Abstract

The thin-bedded limestone and shale beds of the Tanners Creek Formation are divided into five assemblage zones. Within each assemblage zone, the organisms are grouped into fossil communities. The Tanners Creek Formation, which is the basal unit of the Richmond Group of Upper Ordovician age, is about 70 m. thick where it outcrops in southeastern Indiana. Time-trend curves for twenty-three fossil types are plotted to study the distribution of the organisms within the Tanners Creek Formation. A computer program was compiled to compute and plot the time-trend curves which are used to divide the formation into assemblage zones. A twenty-one-term smoothing equation is used for the major trends and a seven-term equation for the short-period fluctuations in the faunal distribution.
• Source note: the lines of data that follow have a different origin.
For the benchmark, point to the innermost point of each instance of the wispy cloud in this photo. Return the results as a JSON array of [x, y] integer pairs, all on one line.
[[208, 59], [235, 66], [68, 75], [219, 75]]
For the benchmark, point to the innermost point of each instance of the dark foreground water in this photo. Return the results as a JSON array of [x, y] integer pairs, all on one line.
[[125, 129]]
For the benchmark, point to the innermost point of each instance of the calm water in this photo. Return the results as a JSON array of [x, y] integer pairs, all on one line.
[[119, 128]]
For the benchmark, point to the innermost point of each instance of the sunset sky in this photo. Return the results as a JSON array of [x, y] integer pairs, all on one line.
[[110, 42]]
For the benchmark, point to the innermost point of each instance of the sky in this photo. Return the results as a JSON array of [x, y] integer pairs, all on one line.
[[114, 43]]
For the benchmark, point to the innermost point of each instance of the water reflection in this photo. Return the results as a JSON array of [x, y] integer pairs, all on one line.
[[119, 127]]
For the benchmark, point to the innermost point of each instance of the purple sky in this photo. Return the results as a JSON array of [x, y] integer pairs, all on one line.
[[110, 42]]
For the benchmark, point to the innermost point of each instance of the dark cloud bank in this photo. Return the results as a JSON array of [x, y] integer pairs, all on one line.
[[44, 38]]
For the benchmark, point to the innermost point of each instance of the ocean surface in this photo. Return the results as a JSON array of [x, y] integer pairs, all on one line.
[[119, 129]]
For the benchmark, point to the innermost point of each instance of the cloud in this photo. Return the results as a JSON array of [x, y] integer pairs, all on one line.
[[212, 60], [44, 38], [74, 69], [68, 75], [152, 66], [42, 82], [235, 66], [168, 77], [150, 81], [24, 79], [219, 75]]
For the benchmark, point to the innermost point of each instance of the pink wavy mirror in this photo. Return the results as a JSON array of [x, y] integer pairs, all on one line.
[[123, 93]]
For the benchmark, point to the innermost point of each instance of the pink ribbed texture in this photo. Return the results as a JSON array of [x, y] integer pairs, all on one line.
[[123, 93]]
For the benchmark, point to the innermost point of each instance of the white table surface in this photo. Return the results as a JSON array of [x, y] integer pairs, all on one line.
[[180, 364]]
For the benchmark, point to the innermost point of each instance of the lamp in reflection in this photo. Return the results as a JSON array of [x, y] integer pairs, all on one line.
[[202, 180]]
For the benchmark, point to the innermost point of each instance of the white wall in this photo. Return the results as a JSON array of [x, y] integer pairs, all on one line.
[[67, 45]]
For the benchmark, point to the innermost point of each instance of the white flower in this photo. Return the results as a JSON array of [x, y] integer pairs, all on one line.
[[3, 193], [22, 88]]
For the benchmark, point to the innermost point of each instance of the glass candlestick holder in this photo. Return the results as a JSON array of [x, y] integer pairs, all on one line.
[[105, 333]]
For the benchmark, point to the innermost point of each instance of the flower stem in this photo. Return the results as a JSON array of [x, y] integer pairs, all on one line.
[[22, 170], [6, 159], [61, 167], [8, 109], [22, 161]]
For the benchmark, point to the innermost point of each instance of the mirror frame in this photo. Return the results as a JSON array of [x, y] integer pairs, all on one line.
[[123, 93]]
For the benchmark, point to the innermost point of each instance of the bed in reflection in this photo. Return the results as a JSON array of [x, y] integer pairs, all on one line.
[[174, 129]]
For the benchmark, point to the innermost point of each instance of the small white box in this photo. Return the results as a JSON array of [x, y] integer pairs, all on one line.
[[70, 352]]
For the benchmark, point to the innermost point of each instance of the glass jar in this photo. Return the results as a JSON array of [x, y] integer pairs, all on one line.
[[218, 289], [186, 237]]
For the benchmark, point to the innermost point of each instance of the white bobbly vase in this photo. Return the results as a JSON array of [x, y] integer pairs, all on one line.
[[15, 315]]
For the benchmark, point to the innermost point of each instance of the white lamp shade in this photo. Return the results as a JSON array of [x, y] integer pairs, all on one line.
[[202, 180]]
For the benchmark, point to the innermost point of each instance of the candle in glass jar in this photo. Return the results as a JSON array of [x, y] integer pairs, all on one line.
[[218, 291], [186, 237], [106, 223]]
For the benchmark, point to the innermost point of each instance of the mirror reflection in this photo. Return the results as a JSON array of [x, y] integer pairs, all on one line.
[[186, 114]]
The following assemblage zones are named for the dominant pairs of brachiopod genera: Zone A, Rafinesquina-Zygospira; Zone B, Resserella-Zygospira; Zone C, Resserella-Sowerbyella; Zone D, Platystrophia-Leptaena; and Zone E, Rhynchotrema-Plaesiomys. Within each assemblage zone, the fossils which occur most frequently together are grouped into fossil communities. Within each assemblage zone the product-moment correlation coefficients are computed between each pair of fossils. The fossils are grouped into communities, using an R-mode cluster analysis computer program. The major fossil communities which transcend assemblage zone boundaries include (1) Rafinesquina-Zygospira community, (2) crinoid-trilobite community, (3) bryozoan community, (4) Resserella community, and (5) Hebertella-Strophomena community. Field observations on the condition and orientation of the fossils are used in conjunction with point-count data on the fossils and matrix to interpret the depositional environment and its relationship to the assemblage zones and communities. A principal-components factor analysis computer program with a varimax rotation is used to study the relationship between the organisms and their environment. Based on the interpretation of field and thin-section data, a marine regression occurred from Zone A to Zone C, with a transgression in Zone D and a regression in Zone E.